Interface TextTokenizerRegistry

  • All Known Implementing Classes:
    TextTokenizerRegistryImpl

    @API(EXPERIMENTAL)
    public interface TextTokenizerRegistry
    Registry for TextTokenizers. This registry allows for full-text indexes to specify their tokenizer type through an index option, using the ""textTokenizerName"" option. The registry will then be queried for the tokenizer that has that name at index- and query-time.
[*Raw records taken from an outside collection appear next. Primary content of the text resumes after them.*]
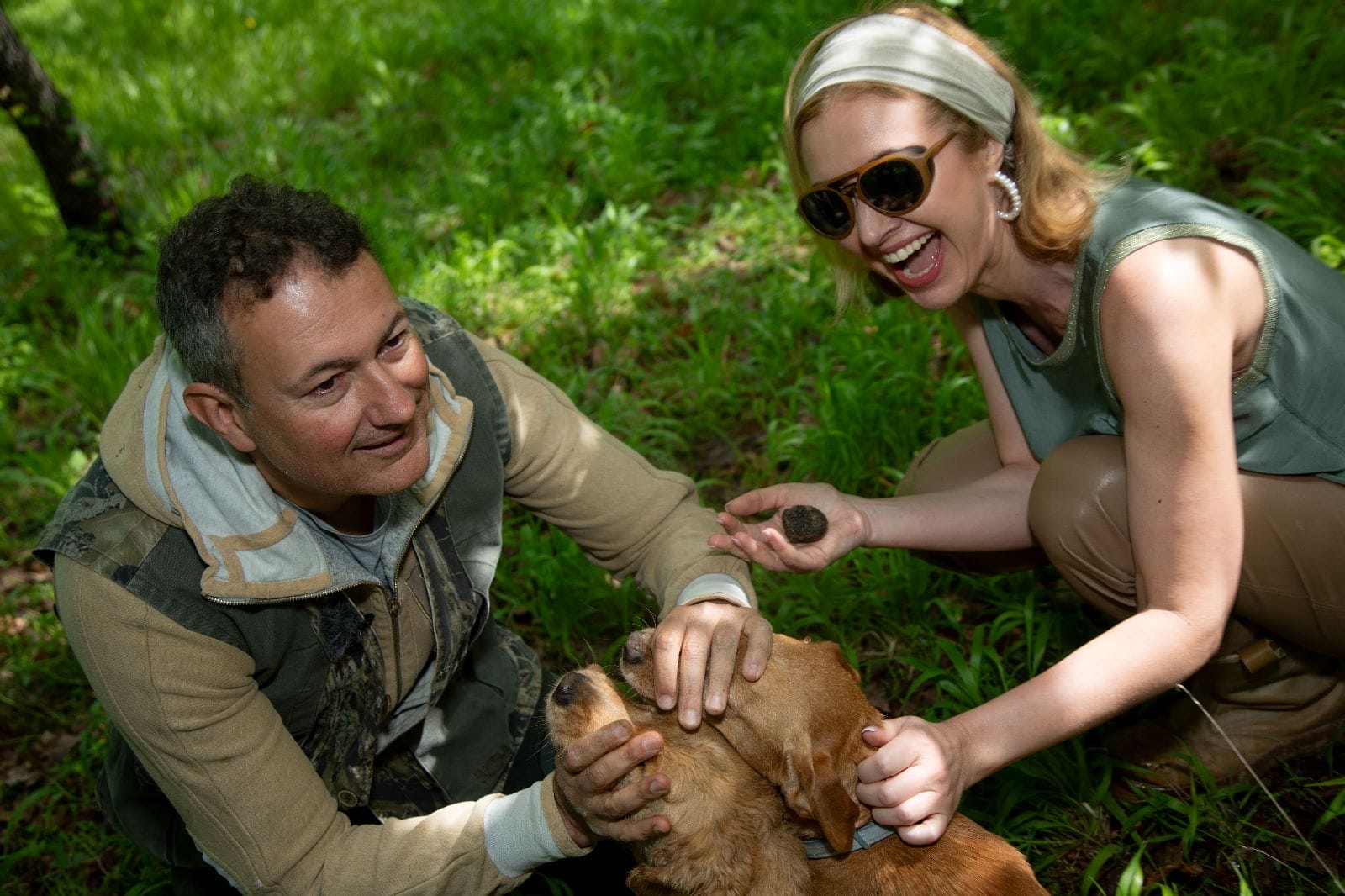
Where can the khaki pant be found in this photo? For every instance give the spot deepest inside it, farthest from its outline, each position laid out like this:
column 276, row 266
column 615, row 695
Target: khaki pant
column 1293, row 580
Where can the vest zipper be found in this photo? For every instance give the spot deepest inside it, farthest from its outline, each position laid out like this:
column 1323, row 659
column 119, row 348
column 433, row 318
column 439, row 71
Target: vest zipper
column 394, row 606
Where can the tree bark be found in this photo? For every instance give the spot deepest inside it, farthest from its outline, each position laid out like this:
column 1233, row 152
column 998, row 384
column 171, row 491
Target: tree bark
column 47, row 121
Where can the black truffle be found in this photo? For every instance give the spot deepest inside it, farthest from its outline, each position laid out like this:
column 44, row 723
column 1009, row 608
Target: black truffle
column 804, row 524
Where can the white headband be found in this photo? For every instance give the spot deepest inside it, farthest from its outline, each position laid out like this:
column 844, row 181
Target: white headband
column 899, row 50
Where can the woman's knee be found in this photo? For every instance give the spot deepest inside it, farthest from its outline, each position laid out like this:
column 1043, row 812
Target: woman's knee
column 1078, row 514
column 952, row 461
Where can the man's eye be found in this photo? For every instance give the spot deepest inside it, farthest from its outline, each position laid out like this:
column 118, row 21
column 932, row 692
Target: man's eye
column 324, row 387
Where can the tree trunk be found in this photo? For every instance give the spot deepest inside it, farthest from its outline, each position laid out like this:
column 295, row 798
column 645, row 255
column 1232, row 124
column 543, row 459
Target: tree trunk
column 47, row 121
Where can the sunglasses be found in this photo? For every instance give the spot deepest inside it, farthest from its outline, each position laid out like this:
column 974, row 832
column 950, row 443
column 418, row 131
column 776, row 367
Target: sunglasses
column 892, row 185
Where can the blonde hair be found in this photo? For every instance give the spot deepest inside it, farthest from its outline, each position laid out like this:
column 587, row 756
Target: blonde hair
column 1059, row 190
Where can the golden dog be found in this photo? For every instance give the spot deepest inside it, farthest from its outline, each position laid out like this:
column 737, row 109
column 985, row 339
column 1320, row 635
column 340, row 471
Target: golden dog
column 773, row 781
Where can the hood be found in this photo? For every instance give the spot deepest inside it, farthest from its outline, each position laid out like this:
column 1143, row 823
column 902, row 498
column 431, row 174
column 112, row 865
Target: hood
column 179, row 472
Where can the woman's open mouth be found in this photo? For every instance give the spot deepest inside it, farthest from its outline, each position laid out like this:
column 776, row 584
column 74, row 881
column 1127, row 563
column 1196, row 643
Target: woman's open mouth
column 918, row 262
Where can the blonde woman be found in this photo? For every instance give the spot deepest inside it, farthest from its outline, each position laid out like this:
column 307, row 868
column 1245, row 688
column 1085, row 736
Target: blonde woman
column 1165, row 427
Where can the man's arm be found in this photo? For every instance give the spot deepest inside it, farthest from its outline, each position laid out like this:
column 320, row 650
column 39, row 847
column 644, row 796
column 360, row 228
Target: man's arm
column 639, row 521
column 193, row 714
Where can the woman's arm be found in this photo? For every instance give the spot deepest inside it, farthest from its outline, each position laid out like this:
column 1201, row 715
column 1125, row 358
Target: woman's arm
column 988, row 514
column 1170, row 319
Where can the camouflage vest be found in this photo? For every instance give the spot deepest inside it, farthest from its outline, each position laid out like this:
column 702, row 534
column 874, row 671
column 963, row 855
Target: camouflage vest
column 316, row 658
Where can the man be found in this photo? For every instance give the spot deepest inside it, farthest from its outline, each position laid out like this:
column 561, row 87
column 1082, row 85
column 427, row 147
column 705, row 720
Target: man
column 276, row 579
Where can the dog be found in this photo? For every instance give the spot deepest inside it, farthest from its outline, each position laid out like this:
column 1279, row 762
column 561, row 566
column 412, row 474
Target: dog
column 784, row 751
column 728, row 829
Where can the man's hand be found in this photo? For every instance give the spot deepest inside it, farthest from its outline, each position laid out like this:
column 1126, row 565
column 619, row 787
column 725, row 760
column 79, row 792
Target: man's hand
column 694, row 651
column 587, row 774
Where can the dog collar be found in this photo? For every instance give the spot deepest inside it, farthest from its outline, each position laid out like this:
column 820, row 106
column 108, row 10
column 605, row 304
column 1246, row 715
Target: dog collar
column 864, row 838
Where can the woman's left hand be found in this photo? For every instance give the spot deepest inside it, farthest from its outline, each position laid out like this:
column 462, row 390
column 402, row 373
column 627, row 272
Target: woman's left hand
column 915, row 781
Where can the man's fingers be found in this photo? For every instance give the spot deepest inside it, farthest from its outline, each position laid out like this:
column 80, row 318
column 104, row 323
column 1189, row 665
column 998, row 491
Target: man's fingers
column 667, row 653
column 583, row 752
column 692, row 667
column 634, row 830
column 603, row 772
column 719, row 674
column 757, row 629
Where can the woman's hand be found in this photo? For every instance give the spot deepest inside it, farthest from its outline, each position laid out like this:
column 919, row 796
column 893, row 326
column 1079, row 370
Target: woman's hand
column 766, row 546
column 587, row 793
column 915, row 781
column 696, row 649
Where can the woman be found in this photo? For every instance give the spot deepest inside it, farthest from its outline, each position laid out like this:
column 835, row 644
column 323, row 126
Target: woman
column 1161, row 428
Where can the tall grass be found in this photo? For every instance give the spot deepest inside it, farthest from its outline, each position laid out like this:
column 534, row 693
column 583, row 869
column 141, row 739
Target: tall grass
column 598, row 185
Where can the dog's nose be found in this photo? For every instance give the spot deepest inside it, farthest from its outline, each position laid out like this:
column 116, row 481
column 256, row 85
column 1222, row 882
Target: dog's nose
column 567, row 689
column 634, row 653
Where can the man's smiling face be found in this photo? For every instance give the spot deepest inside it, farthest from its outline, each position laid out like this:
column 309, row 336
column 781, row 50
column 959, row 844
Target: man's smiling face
column 338, row 389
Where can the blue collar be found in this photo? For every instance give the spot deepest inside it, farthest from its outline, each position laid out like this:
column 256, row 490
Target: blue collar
column 864, row 838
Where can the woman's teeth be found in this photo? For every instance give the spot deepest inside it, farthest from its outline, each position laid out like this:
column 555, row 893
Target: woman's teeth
column 907, row 250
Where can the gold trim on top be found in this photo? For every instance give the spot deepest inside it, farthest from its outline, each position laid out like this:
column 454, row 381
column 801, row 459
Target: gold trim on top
column 1158, row 233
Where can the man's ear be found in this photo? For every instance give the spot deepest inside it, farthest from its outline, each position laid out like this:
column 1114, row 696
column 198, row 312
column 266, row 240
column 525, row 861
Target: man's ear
column 219, row 410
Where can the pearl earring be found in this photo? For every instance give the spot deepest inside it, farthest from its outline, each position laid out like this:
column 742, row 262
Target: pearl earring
column 1015, row 197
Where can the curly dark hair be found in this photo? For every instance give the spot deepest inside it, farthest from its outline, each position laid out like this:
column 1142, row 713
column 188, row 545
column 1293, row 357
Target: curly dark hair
column 229, row 252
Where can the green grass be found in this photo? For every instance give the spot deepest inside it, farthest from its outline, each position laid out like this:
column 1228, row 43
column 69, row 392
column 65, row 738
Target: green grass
column 598, row 185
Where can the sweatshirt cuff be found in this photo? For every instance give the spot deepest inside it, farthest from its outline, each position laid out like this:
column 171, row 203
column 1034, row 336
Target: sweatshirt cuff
column 713, row 587
column 525, row 830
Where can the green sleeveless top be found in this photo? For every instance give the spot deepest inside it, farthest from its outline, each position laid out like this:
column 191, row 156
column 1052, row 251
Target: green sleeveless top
column 1289, row 414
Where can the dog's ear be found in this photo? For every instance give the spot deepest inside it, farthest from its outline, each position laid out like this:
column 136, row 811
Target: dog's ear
column 813, row 788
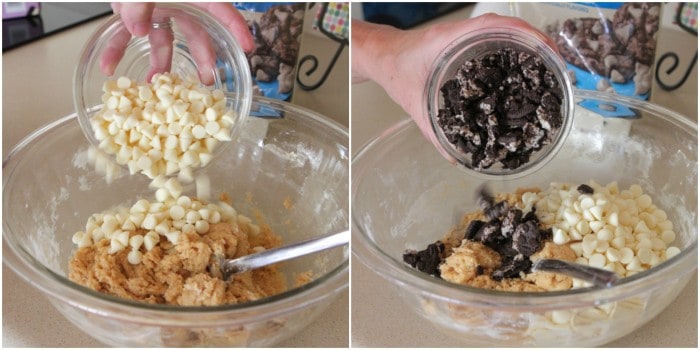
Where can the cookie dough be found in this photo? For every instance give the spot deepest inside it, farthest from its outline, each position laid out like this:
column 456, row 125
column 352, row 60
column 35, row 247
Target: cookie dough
column 181, row 274
column 501, row 108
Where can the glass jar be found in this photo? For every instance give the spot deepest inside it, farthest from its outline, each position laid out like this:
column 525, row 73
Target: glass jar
column 475, row 45
column 230, row 71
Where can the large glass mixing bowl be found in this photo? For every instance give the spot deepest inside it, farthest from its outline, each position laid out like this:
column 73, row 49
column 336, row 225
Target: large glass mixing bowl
column 404, row 195
column 290, row 167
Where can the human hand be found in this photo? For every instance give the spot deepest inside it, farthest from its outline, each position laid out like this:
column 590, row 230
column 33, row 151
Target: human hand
column 138, row 21
column 401, row 61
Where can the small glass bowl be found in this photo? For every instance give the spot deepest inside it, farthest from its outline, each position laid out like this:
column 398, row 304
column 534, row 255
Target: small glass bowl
column 231, row 71
column 476, row 44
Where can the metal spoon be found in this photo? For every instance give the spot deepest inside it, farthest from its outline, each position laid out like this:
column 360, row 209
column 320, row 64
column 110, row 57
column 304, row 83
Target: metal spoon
column 230, row 267
column 599, row 277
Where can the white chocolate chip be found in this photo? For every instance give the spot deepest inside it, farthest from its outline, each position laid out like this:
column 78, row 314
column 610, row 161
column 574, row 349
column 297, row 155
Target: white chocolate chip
column 201, row 226
column 134, row 257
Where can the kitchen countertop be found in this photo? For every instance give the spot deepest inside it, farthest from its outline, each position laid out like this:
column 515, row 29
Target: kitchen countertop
column 380, row 318
column 37, row 89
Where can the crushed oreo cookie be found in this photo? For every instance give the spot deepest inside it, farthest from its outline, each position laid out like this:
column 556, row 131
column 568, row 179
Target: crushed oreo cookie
column 427, row 260
column 514, row 236
column 502, row 108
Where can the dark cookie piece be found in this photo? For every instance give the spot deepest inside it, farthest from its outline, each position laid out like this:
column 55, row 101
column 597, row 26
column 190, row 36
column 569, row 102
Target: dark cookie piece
column 501, row 107
column 472, row 229
column 510, row 221
column 427, row 260
column 514, row 236
column 496, row 211
column 526, row 238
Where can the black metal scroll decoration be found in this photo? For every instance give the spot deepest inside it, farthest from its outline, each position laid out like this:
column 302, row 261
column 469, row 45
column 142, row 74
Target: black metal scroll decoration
column 314, row 60
column 675, row 58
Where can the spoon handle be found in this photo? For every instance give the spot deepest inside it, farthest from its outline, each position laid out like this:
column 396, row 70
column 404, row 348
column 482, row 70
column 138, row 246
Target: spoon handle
column 271, row 256
column 599, row 277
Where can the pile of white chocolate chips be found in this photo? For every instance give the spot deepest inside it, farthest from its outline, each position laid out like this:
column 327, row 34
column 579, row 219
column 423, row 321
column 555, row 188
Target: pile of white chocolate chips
column 168, row 127
column 621, row 231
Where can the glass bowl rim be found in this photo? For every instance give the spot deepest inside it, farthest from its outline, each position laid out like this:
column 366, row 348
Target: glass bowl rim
column 398, row 273
column 43, row 278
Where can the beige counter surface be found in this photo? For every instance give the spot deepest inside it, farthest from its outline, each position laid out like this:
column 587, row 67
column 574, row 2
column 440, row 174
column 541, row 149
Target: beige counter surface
column 37, row 89
column 381, row 319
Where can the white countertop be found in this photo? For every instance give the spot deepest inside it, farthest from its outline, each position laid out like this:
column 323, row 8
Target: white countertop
column 37, row 89
column 380, row 318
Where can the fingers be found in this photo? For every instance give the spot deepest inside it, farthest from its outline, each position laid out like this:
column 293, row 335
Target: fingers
column 114, row 51
column 136, row 16
column 232, row 20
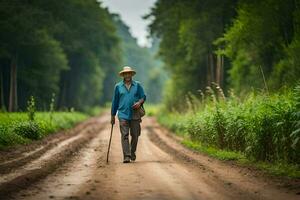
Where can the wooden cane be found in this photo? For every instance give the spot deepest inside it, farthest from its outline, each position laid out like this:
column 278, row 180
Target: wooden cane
column 112, row 126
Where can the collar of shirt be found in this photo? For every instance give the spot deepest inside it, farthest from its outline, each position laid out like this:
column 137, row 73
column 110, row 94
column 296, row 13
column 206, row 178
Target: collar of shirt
column 132, row 82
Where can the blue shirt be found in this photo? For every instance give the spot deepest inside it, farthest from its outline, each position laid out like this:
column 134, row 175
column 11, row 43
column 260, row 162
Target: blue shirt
column 123, row 99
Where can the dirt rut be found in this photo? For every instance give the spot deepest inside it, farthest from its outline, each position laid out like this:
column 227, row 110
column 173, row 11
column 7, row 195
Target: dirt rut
column 164, row 169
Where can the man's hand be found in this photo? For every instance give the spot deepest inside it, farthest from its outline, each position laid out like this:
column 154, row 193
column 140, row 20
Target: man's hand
column 136, row 105
column 112, row 121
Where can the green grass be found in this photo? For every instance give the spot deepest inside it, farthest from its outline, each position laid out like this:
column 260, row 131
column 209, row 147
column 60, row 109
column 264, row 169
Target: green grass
column 15, row 128
column 277, row 169
column 213, row 152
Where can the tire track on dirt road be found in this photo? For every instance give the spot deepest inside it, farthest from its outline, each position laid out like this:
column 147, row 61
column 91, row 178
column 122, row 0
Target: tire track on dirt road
column 164, row 169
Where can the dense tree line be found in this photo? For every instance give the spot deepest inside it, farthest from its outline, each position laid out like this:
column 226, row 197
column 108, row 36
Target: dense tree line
column 234, row 43
column 63, row 47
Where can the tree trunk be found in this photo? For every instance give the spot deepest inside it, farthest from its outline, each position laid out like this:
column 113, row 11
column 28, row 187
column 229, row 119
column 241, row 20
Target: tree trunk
column 13, row 103
column 208, row 71
column 211, row 68
column 2, row 106
column 219, row 70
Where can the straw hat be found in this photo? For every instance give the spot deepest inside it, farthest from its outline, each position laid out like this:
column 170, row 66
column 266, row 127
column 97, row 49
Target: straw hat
column 127, row 69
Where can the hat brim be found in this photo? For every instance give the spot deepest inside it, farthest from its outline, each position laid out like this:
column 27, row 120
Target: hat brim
column 131, row 71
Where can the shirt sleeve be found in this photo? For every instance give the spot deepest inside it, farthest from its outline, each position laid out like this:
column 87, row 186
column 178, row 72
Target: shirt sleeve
column 141, row 92
column 115, row 101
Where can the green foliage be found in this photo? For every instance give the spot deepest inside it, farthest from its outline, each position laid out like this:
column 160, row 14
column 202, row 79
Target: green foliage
column 262, row 127
column 63, row 47
column 31, row 108
column 16, row 129
column 29, row 130
column 264, row 33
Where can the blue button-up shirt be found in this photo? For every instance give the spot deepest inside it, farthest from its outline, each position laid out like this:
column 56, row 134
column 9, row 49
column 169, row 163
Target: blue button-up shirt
column 123, row 99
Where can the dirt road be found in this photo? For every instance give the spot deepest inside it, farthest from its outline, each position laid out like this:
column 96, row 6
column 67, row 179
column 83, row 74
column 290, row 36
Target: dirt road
column 72, row 166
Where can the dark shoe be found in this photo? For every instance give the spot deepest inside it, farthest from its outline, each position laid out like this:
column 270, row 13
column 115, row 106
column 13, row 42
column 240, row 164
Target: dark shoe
column 126, row 160
column 133, row 156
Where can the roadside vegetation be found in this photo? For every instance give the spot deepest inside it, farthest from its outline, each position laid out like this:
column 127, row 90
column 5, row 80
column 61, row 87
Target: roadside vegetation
column 259, row 129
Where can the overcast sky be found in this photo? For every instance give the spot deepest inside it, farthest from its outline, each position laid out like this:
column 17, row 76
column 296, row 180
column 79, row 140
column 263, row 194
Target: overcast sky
column 131, row 11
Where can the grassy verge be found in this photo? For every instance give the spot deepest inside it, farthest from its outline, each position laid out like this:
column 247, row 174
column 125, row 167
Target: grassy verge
column 277, row 169
column 15, row 128
column 260, row 130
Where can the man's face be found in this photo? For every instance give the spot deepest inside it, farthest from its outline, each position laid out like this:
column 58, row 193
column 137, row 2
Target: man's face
column 127, row 76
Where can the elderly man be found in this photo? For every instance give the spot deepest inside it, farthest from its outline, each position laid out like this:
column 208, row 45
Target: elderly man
column 128, row 98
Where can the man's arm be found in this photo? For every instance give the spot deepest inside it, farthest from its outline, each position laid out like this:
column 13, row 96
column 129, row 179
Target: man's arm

    Note that there are two ways of adding elements to the tokenizer registry. The first is to use the AutoService annotation to mark a TextTokenizerFactory implementation as one that should be loaded into the registry. The other is to call register() on this interface to register that tokenizer manually. This second way is useful for tokenizers that are built on the fly from configuration parameters, for example.

    • Method Detail

      • register

        void register​(@Nonnull
                      TextTokenizerFactory tokenizerFactory)
        Registers a new tokenizer in this registry. The tokenizer should have a different name from all tokenizers that are currently registered. This will throw an error if there is already a tokenizer present that is not pointer-equal to the tokenizerFactory parameter given.
        Parameters:
        tokenizerFactory - new tokenizer to register
        Throws:
        RecordCoreArgumentException - if there is a tokenizer of the same name already registered
      • reset

        void reset()
        Clears the registry and reloads tokenizers from the classpath. This is intended mainly for testing purposes (to avoid having one test add a tokenizer to the registry that another test cannot override).